Quelle est la cause de ce phénomène d’engorgement récurrent des structures de l’hôpital universitaire?
La situation du CHUV est particulière dans le sens où il est à la fois l’un des cinq centre hospitaliers universitaires suisses et l’hôpital de proximité pour la région de Lausanne. Et même si le nombre de lits augmente au fil des ans, la pression démographique est très forte et les moyens limités.
Le Canton de Vaud entame toutefois une transition en profondeur vers un modèle où l’hôpital ne doit plus être dans tous les cas une étape incontournable.

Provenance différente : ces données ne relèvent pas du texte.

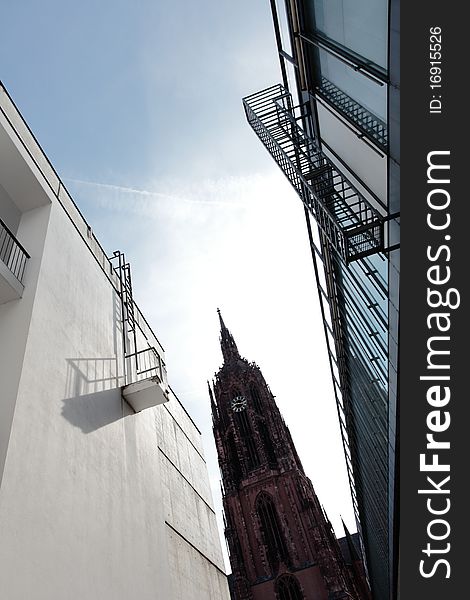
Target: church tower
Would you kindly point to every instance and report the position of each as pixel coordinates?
(281, 544)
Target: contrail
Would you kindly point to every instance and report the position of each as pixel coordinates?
(148, 193)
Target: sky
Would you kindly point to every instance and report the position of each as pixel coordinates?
(137, 104)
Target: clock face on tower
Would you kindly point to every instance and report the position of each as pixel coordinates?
(238, 403)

A l’échelle du système sanitaire, chacun doit pouvoir apporter pleinement sa contribution. Cela concerne notamment les médecins installés, les soins à domicile, les EMS, les CTR, les hôpitaux et cliniques et, bien sûr, le centre universitaire. Pour en garantir l’accès à tous, les prestations qui relèvent de la médecine hautement spécialisée doivent être prioritairement réservées à celles et ceux qui en ont réellement besoin et qui en bénéficient le plus. Heureusement, nous ne travaillons pas seuls et la collaboration entre les partenaires du canton est bonne, merci à eux!